4. In hoger beroep heeft appellante de in eerdere fasen van de procedure voorgedragen gronden en argumenten in essentie herhaald. Appellante handhaaft haar stelling dat zij meer beperkt is vanwege haar rugklachten en haar psychische klachten. Tevens acht appellante zich niet in staat om de geduide functies te verrichten. Ten slotte handhaaft appellante haar stelling dat er sprake is van schending van het in artikel 6 Europees Verdrag tot bescherming van de Rechten van de Mens en de Fundamentele Vrijheden (hierna: EVRM) gewaarborgde beginsel van een eerlijk proces omdat zij zich vanwege haar financiële omstandigheden niet heeft kunnen laten onderzoeken door een onafhankelijke medisch specialist.
5.1. De Raad overweegt allereerst dat in het aanvullend hoger beroepschrift van 27 november 2007 is gesteld dat in geding is de intrekking van de WAO-uitkering van appellante. Hieruit leidt de Raad af dat de reïntegratievisie van 24 maart 2006 in hoger beroep niet meer ter beoordeling staat en de omvang van het geding is beperkt tot de intrekking van de WAO-uitkering van appellante.
5.2.1. Wat betreft de medische grondslag van het bestreden besluit verenigt de Raad zich met het oordeel van de rechtbank en de overwegingen die tot dat oordeel hebben geleid. Evenals de rechtbank is de Raad van oordeel dat de medische grondslag berust op een zorgvuldig onderzoek. Tevens ziet de Raad geen grond voor het oordeel dat het Uwv de belastbaarheid van appellante heeft overschat. Daarbij neemt de Raad in aanmerking dat bezwaarverzekeringsarts Van der Leij appellante in de beroepsprocedure nog heeft onderzocht tijdens een spreekuurcontact op 13 februari 2007, waarbij in het bijzonder aandacht is besteed aan de rugklachten en de psychische klachten van appellante. Van der Leij heeft in het rapport van 21 februari 2007 geconcludeerd dat er geen aanleiding is om af te wijken van het primaire medische oordeel. Naar het oordeel van de Raad was er voor Van der Leij geen aanleiding om nadere medische informatie op te vragen nu appellante voor haar klachten ten tijde van de datum in geding niet onder behandeling stond.
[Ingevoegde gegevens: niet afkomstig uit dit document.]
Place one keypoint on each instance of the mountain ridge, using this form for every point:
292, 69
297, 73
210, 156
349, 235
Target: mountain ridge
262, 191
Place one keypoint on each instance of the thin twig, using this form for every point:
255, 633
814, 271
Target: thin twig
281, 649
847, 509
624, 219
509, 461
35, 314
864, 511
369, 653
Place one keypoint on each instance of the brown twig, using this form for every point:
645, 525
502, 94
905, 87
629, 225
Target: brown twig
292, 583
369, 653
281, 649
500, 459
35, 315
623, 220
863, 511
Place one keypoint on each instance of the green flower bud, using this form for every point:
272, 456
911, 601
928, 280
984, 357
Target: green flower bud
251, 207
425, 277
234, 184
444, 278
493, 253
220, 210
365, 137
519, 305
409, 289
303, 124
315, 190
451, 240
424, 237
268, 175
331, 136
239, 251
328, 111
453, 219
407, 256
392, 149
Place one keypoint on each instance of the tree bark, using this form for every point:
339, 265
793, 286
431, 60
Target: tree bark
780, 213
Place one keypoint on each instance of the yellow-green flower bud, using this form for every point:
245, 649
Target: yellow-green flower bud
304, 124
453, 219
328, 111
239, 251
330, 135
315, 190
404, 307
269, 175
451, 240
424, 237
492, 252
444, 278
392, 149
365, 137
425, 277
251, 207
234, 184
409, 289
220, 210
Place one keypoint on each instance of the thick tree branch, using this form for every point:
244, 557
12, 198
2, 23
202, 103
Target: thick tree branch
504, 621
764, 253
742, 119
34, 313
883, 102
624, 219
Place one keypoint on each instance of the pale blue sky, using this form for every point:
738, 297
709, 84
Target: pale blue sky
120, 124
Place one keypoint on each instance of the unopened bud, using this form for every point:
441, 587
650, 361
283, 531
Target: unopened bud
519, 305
Voorts heeft appellante in hoger beroep geen nadere medische gegevens overgelegd ter onderbouwing van haar standpunt dat het Uwv haar belastbaarheid heeft overschat.
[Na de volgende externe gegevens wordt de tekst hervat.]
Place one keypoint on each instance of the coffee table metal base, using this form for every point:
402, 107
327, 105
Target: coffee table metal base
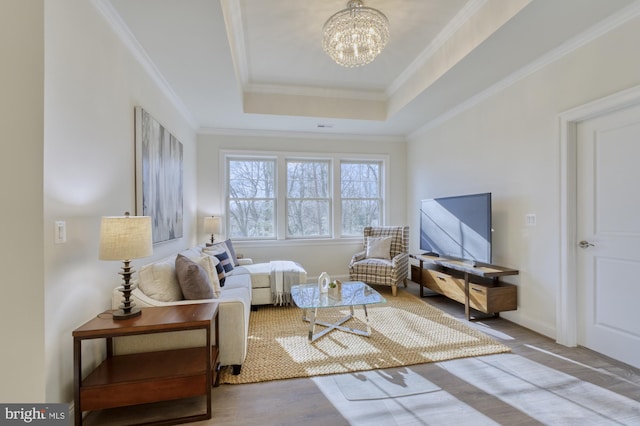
313, 321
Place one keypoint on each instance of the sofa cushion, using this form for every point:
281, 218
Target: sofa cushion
378, 247
193, 279
158, 280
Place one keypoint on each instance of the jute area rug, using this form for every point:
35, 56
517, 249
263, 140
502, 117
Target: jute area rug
405, 331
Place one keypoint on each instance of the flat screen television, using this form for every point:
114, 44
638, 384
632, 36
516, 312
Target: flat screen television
457, 227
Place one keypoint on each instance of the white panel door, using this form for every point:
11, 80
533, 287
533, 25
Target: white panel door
608, 202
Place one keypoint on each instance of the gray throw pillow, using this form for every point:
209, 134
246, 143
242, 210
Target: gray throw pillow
193, 279
379, 247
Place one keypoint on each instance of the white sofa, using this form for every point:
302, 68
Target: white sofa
246, 285
161, 287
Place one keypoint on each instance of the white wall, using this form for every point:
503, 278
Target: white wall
332, 256
22, 366
509, 145
92, 84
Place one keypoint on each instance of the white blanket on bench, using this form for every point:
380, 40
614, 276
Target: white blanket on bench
284, 274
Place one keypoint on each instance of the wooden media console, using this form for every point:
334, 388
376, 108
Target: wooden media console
476, 286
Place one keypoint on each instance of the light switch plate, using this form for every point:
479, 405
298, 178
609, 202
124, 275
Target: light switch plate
60, 232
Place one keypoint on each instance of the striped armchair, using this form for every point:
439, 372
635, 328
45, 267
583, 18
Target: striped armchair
378, 271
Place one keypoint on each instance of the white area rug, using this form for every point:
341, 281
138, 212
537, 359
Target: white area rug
380, 384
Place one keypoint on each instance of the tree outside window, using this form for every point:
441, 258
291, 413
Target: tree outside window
308, 202
252, 198
361, 195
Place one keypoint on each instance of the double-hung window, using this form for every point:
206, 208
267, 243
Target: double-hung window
251, 186
361, 195
308, 202
286, 196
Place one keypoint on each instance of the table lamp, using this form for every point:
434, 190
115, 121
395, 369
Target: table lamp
212, 226
125, 238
5.2.2. Voorts is de Raad met de rechtbank van oordeel dat in het onderhavige geval geen sprake is van schending van het in artikel 6 van het EVRM gewaarborgde beginsel van een eerlijk proces dan wel van schending van het - eveneens in artikel 6 van het EVRM gewaarborgde - beginsel van equality of arms. De Raad verwijst daartoe naar zijn uitspraak van 24 december 2008, LJN BG9468 en de in die uitspraak vermelde jurisprudentie.
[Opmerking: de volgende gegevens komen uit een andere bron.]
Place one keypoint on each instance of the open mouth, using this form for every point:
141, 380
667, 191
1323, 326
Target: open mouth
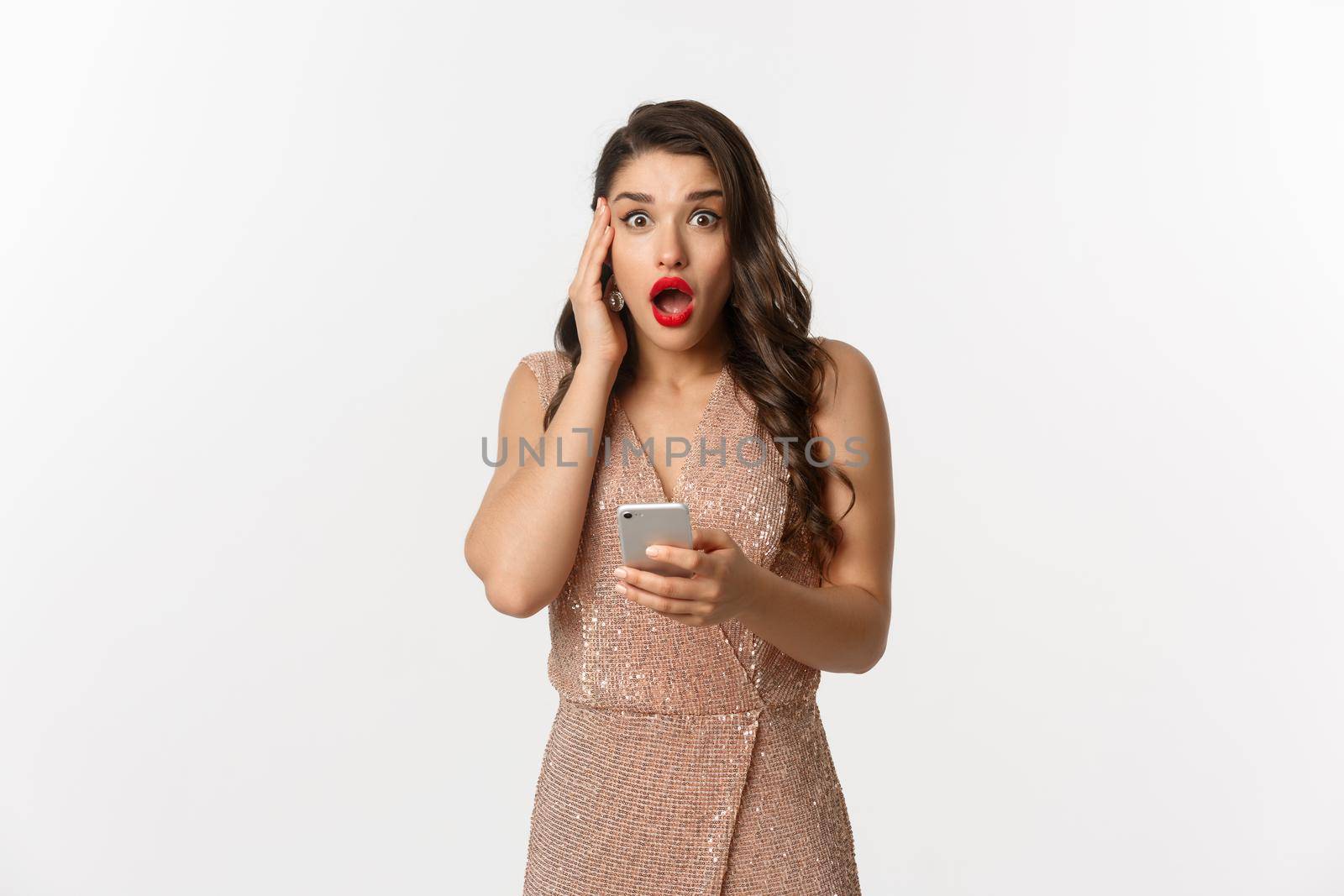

5.2.3. Uit het voorgaande volgt dat de Raad geen aanknopingspunten ziet voor het benoemen van een onafhankelijke deskundige, zoals was verzocht namens appellante.
5.3. Tevens is de Raad met de rechtbank van oordeel dat het bestreden besluit op een voldoende arbeidskundige grondslag berust. Met de in beroep overgelegde arbeidskundige rapporten van 2 maart en 7 mei 2007, in samenhang bezien met het arbeidskundige rapport van 1 november 2006, heeft het Uwv genoegzaam toegelicht waarom de aan de schatting ten grondslag gelegde functies van machinaal metaalbewerker (sbc-code 264122), productiemedewerker textiel, geen kleding (sbc-code 272043) en samensteller metaalwaren (sbc-code 264140) voor appellante in medisch opzicht geschikt te achten zijn. De in hoger beroep overgelegde arbeidskundige rapportage van 18 februari 2009 geeft een nadere verduidelijking van hetgeen reeds in het rapport van 7 mei 2007 door het Uwv was toegelicht inzake het kortcyclisch buigen in de functie productiemedewerker textiel, geen kleding.
5.4. Uit het vorenstaande volgt dat het hoger beroep niet slaagt en dat de aangevallen uitspraak, voor zover aangevochten, dient te worden bevestigd.
6. De Raad ziet ten slotte geen aanleiding voor een veroordeling van een partij in de proceskosten van een andere partij.
De Centrale Raad van Beroep,
Bevestigt de aangevallen uitspraak, voor zover aangevochten.
Deze uitspraak is gedaan door C.W.J. Schoor als voorzitter en J.P.M. Zeijen en A.T. de Kwaasteniet als leden. De beslissing is, in tegenwoordigheid van R. Benza als griffier, uitgesproken in het openbaar op 5 juni 2009.